Like a moth to a flame, the idea of sitting by a campfire on the edge of a remote Northern Ontario lake was pulling me in. Catching my fill of walleye and northern pike in the mornings, then sitting in a bear stand in the afternoons was all the motivation I needed to book a week-long expedition with Saul Outfitters in Matachewan. Matachewan is a small town located northwest of Temiskaming Shores in Northeastern Ontario. The drive to Matachewan is easily done in less than a day from most parts of Southern Ontario. Once the asphalt ends, the BIG adventure begins.
The drive from Matachewan into camp is all logging roads. Now, this drive may feel endless to urban-dwellers who are used to finding everything within a couple kilometres of home. Everything but solitude, of course. To find this exquisite peace, the logging roads are the promised land, and Northern Ontario is full of them.
Saul Outfitters runs two camp locations—one on each side of town. Our camp was on the edge of an old mining area and nestled up against a beautiful lake. A couple of extremely large outfitter’s tents provided our accommodations, complete with wood stoves and comfortable cots. The lakeside vantage provides a beautiful view and the melody of loons calling nearby, as well as a constant breeze which kept the bugs away, even on the hottest of days.
In his mid-30’s with two years of running the business under his belt, Byron Saul’s level of experience as a guide and outfitter will surprise you. His grandfather used to run the outfitting operation and it’s clear that the knowledge of the land, the knowledge of the animals and the ability to put bears in front of hunters has been passed down the line.
I came on this adventure seeking a quiet get-away to catch a few fish and hopefully harvest a black bear, but the additional activities in the area caught my interest as well. The network of logging and mining roads sprawling across the landscape offer incredible opportunities for exploration and ATV riding. I’ve never been one to seek out joy-riding on my ATV, but this trip quickly changed my mind. Riding the trails was a lot of fun, and a great way to explore the vast tracts of undeveloped wilderness surrounding our camp.
The number of lakes in the immediate area surely out-number the citizens of Matachewan so there’s almost no pressure on the fish. While exploring near camp we found an excavated hole from the old mining operations that had filled up with crystal clear spring water. This incredible swimming hole was the perfect way to beat the heat on those hot days.

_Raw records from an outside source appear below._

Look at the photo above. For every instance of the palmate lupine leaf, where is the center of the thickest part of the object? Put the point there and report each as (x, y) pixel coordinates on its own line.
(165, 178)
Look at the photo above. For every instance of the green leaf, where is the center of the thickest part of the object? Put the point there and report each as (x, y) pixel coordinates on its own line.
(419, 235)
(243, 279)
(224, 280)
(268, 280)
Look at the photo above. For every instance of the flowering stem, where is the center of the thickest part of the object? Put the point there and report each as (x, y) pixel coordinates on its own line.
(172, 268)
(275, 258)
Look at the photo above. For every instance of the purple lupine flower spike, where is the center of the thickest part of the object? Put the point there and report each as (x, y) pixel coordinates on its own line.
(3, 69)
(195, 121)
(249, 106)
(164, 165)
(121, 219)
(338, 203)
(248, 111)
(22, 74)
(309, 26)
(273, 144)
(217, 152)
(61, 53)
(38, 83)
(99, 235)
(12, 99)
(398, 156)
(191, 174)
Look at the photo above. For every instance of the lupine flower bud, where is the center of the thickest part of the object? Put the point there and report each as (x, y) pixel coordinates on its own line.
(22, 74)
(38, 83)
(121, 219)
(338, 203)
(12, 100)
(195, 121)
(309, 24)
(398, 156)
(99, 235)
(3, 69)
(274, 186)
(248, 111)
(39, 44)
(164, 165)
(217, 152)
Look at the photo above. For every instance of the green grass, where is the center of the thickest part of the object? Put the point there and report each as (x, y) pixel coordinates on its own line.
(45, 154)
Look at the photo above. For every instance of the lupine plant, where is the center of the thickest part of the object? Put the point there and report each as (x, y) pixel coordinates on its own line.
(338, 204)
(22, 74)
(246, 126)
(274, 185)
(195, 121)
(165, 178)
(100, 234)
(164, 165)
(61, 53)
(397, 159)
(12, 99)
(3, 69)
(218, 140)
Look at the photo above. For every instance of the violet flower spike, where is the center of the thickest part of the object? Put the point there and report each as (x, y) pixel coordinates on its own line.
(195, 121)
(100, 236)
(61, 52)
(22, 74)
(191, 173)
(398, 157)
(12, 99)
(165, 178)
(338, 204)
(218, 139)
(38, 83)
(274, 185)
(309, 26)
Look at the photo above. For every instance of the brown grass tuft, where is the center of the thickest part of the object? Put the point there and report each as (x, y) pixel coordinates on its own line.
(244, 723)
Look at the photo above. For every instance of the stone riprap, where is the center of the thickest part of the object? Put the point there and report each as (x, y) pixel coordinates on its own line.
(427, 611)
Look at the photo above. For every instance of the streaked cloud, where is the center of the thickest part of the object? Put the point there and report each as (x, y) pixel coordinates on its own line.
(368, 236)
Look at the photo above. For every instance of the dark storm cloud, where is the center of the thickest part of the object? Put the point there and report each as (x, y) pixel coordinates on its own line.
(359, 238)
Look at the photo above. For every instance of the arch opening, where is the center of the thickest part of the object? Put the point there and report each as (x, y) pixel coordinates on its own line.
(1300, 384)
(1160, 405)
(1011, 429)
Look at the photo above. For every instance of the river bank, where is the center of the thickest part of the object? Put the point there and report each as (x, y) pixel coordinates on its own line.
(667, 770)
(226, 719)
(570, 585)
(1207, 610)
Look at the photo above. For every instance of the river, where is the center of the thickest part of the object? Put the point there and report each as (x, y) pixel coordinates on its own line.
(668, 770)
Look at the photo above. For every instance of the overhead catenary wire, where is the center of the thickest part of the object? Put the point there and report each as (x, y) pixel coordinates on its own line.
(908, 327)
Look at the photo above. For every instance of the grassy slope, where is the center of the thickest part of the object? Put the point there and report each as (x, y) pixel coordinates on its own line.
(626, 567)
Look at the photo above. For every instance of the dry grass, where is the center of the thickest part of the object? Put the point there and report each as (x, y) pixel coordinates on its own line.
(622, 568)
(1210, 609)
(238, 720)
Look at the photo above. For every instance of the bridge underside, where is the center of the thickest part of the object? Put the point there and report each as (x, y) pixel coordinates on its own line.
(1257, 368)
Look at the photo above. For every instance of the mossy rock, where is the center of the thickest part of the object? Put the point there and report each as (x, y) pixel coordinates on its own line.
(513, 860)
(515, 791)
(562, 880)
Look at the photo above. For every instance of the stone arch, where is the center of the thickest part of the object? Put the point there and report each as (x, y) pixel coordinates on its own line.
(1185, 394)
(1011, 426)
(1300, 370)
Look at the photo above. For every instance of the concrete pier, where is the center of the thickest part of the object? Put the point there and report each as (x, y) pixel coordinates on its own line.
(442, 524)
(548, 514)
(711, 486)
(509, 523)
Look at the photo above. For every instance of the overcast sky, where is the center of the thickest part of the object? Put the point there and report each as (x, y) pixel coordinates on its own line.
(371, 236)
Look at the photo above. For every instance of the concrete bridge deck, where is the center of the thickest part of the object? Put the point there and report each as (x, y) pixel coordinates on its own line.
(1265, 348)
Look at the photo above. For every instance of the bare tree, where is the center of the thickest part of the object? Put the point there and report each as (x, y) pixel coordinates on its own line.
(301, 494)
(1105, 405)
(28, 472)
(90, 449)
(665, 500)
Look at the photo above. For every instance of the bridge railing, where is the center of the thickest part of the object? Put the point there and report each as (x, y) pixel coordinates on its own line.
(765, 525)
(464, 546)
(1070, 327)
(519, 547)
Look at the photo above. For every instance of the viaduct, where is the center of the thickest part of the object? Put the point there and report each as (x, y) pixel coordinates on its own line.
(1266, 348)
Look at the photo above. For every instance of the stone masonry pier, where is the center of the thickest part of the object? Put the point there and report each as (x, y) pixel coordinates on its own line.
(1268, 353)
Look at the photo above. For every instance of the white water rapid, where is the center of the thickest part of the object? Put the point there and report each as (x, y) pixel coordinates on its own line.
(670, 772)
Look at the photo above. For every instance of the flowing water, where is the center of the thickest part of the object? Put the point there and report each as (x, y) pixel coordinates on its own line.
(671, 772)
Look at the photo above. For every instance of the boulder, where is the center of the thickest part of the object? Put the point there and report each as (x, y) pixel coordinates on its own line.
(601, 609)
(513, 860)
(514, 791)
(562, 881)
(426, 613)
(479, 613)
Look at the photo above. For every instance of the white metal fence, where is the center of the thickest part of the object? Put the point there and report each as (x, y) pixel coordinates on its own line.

With so many exciting side-bars to the trip, some days we almost forgot that we were there to bear hunt. Almost. The do-it-yourself style of hunting gave us the freedom to create our own schedule, filling the days with activities that each of us liked most. Each day, either Byron or his father Ed came in to check on the camp and make sure we had everything we needed. Once they showed us our bait, we were left to enjoy ourselves and the wilderness.
Both the solitude and the diversity of activities gave us the choice for something exciting each day and, if we needed a day to recover, we could simply recline in a camp chair, sit by the lake and enjoy the breeze. Each afternoon we would cook up a big meal and jump on the ATV’s for the 5 to 10-km ride out to our bear stands. The bear hunting action was hampered by heavy wind and rain storms for the first few days of our trip but, despite the tough hunting weather, my hunting partner and I each harvested two beautiful bears with incredible coats that will provide many great memories and great meals for my family.
Each night I looked forward to coming back to camp and sitting around the fire, my favourite snacks in hand, sitting under a blanket of bright stars and listening to the hunting stories of the other guys in camp. From the first loon call each morning to the sound of my hunting partner snoring at night, our days were full. I look forward to coming back and experiencing this again some day with Saul Outfitters.